Home World News Perang Israel-Hamas: AS Membalas Iran di Suriah, Mencoba Menangkal Lebih Banyak Serangan

Perang Israel-Hamas: AS Membalas Iran di Suriah, Mencoba Menangkal Lebih Banyak Serangan

27
0

Perwakilan Palestina dan Israel dengan penuh semangat memperdebatkan kasus mereka pada sesi khusus darurat Majelis Umum PBB pada hari Kamis yang diadakan untuk membahas perang Israel-Hamas dan krisis kemanusiaan di Gaza.

Perwakilan Palestina, Riyad Mansour, mengatakan bahwa, bahkan ketika majelis bertemu, keluarga-keluarga Palestina di daerah kantong yang terkepung terbunuh, rumah sakit-rumah sakit terhenti dan lingkungan sekitar dihancurkan.

“Tidak ada waktu untuk berkabung – lebih banyak kematian akan terjadi,” kata Mansour.

Sejak 7 Oktober, ketika lebih dari 1.400 orang di Israel terbunuh dan sekitar 200 orang disandera dalam serangan terkoordinasi Hamas yang diluncurkan dari Gaza, militer Israel telah membombardir daerah kantong Palestina. Beberapa jam sebelum Mansour berbicara, kementerian kesehatan yang dikelola Hamas di Gaza merilis nama-nama lebih dari 6.700 orang yang dikatakan telah terbunuh, termasuk lebih dari 2.000 anak-anak, dan mengatakan bahwa 280 orang lainnya belum meninggal. telah diidentifikasi. Jumlah tersebut tidak dapat diverifikasi secara independen.

“Jawaban atas pembunuhan warga sipil Palestina bukanlah pembunuhan terhadap warga sipil Israel,” kata Mansour. “Dan jawaban atas pembunuhan warga sipil Israel bukanlah pembunuhan warga sipil Palestina.” Namun dia mengecam apa yang disebutnya standar ganda, dan mempertanyakan mengapa “beberapa orang merasakan begitu banyak penderitaan bagi orang Israel dan begitu sedikit penderitaan bagi kami, orang Palestina.”

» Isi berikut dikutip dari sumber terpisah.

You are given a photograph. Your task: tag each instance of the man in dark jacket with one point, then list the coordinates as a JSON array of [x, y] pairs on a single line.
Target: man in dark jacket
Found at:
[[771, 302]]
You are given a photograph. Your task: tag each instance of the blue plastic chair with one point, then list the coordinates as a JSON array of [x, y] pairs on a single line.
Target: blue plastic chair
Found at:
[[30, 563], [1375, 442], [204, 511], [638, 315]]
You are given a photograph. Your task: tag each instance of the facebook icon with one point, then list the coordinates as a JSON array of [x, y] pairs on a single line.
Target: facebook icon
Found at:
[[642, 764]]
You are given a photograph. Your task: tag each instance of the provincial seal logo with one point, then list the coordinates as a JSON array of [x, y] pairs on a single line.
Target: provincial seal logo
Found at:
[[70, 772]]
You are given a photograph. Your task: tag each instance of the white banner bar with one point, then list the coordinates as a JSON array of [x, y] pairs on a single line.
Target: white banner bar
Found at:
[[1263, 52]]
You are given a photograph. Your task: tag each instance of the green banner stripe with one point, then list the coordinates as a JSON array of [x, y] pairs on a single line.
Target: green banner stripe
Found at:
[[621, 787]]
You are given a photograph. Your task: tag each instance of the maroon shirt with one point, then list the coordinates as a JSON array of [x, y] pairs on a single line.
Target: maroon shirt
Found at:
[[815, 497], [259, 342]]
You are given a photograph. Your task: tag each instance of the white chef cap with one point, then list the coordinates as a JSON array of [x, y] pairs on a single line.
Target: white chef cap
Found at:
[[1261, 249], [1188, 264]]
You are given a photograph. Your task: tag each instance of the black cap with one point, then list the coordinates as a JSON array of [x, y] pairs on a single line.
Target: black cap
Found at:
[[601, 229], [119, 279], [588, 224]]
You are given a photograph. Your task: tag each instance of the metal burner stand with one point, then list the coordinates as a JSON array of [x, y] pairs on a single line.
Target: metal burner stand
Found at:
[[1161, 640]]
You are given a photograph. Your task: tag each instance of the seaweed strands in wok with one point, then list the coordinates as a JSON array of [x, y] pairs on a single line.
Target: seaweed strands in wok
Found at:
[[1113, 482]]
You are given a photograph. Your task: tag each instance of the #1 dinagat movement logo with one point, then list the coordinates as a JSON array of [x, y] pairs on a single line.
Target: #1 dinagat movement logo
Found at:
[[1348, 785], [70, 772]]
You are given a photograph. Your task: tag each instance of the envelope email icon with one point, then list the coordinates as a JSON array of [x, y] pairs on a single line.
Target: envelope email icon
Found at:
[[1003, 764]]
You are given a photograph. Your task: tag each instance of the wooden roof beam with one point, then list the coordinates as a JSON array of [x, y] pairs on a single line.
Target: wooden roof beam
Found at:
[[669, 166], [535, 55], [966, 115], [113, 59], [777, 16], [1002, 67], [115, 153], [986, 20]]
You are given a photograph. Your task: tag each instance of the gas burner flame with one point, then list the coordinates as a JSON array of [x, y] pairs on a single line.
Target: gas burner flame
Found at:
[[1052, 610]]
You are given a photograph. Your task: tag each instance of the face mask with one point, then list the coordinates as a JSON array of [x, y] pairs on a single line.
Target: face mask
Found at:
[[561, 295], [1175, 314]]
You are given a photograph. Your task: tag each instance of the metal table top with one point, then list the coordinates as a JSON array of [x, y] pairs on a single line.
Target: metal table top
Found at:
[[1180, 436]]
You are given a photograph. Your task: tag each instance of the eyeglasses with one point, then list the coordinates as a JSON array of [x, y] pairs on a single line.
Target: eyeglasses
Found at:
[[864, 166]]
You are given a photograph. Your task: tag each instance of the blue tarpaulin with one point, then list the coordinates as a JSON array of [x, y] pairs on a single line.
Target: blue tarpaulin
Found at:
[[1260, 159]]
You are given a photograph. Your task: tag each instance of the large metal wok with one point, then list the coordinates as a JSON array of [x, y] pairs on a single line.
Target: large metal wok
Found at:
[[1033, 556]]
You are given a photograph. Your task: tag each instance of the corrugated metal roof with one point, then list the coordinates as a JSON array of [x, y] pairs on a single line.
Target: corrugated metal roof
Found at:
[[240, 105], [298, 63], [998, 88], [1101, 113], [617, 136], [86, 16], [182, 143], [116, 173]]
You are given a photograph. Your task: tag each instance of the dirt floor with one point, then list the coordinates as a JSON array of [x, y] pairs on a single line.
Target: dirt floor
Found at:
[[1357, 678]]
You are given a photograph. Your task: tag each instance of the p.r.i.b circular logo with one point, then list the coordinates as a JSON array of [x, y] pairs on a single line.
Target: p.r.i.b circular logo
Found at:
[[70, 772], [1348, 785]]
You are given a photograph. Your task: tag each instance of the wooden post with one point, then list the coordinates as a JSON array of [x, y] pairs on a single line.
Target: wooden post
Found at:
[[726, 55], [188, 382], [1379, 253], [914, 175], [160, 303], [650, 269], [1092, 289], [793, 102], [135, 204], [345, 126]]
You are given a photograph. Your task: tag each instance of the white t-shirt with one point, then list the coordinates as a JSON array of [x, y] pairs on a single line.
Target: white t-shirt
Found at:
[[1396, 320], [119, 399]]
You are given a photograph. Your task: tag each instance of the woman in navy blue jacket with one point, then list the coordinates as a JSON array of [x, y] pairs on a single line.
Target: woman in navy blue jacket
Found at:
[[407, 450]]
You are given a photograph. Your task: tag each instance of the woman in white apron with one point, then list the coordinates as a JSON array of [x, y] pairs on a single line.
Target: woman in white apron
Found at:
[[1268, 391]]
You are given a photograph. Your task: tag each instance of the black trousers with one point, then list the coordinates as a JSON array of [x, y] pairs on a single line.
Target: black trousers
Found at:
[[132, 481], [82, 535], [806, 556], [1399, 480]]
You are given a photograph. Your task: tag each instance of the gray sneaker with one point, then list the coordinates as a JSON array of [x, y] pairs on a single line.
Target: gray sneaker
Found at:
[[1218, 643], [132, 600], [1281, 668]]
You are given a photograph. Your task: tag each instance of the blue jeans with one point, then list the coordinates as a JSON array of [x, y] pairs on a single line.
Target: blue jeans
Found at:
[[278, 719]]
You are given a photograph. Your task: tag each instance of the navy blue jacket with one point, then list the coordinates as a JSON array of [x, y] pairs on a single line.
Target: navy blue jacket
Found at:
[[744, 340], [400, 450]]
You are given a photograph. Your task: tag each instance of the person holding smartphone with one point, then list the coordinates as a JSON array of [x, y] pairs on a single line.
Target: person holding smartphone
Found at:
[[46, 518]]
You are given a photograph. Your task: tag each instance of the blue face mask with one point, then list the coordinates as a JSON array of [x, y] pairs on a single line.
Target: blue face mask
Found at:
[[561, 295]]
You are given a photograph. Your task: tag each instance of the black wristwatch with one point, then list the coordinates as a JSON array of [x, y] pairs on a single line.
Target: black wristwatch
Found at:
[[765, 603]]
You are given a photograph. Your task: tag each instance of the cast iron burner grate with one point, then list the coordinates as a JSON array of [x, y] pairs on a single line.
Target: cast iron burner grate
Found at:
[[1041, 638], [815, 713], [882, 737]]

“Kemarahan selektif ini keterlaluan dan perlu dihentikan,” katanya, seraya menambahkan bahwa orang-orang yang dibantai di Gaza telah “selamat dari pendudukan militer selama beberapa dekade, blokade selama 16 tahun, dan lima perang.”

“Bagaimana kamu bisa membiarkan mereka dibunuh sekali lagi?” Dia bertanya.

Perwakilan Israel untuk PBB, Gilad Erdan, menegaskan dalam pidatonya sendiri bahwa Israel berperang bukan dengan Palestina tetapi dengan Hamas, yang ia samakan dengan Nazi dan ISIS.

Erdan menegaskan untuk meninjau kembali serangan 7 Oktober dengan jelas dan penuh darah, menggambarkan pembunuhan, pemerkosaan, penyiksaan dan kebrutalan terhadap warga sipil dan menyebutnya sebagai “pogrom.” Ia mencatat bahwa lebih dari 220 orang dari berbagai negara telah disandera, termasuk para penyintas Holocaust dan “bayi”, salah satunya baru berusia 9 bulan. Pada satu titik, dia mengeluarkan sebuah tablet yang menunjukkan sebuah video grafis yang menurutnya diambil oleh Hamas, yang menurutnya menunjukkan seorang “biadab” Hamas yang mencoba memenggal kepala seorang pekerja pertanian dengan cangkul.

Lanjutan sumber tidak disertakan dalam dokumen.